Seeds of the Dolichos lab lab var. typicus (Indian lablab beans) contain a glucose/mannose specific lectin that has been affinity purified on Sepharose-mannose columns (1). We report here on the affinity purification of this lectin in high yields using alternate methods i) goat IgM Sepharose., and ii) Immuno-affinity chromatography (Lectin specific IgG coupled to Affi-gel-10). The molecular size and subunit pattern of the lectin purified by both methods was similar to that reported earlier. In addition the purified lectin could be quantitatively bound to Sepharose divinyl sulfone methyl α-mannopyranoside gel. Purified lectin was also found to be mitogenic to murine lymphocytes. Additionally Lectin-affinity chromatography (Lectin coupled to Affigel-10) indicated the presence of endogenous lectin receptors that specifically interact with the lectin without the involvement of the sugar binding site. Lectins are ubiquitous proteins/glycoproteins that are abundantly present in the legume seeds and have also been purified from some cereal seeds (2). Owing to their unique property of binding sugars in a reversible manner, lectins have found wide spread applications in different areas of modern biology (3).
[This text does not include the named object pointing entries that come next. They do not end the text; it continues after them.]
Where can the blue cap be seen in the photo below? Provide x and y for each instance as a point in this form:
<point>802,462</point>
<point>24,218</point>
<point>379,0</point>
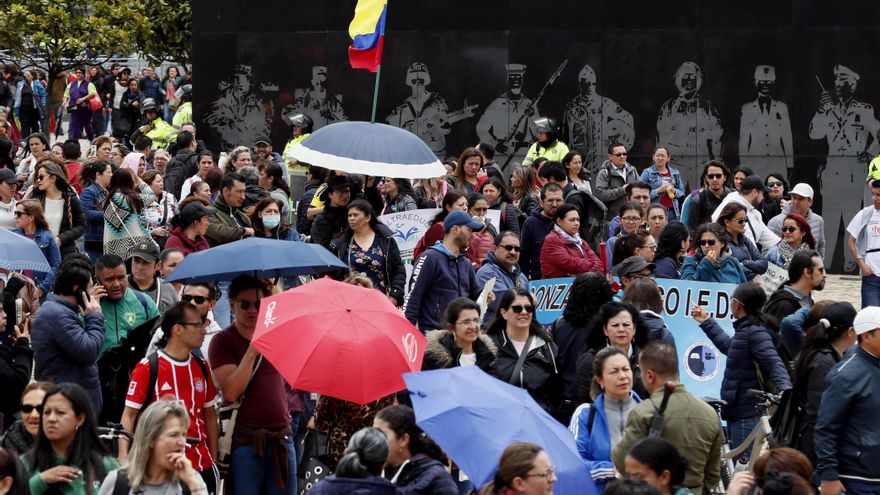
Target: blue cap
<point>460,218</point>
The genus Dolichos lablab contains two varities namely, var. lignosus (Field bean) and var. typicus (lablab bean). Both seeds contain glucose/mannose specific lectin that has earlier been affinity purified on Sepharose-mannose gel. Purified lectins exhibited similar physicochemical and biological properties (1). The objective of the present study was to develop alternate affinity methods for the purification of the lablab bean lectin in high yields and to study its fine sugar specificity as well as its other biological properties such as the mitogenecity and to identify endogenous lectin receptors from the seeds in order to understand the physiological significance of the lectin. The results obtained on these are presented here.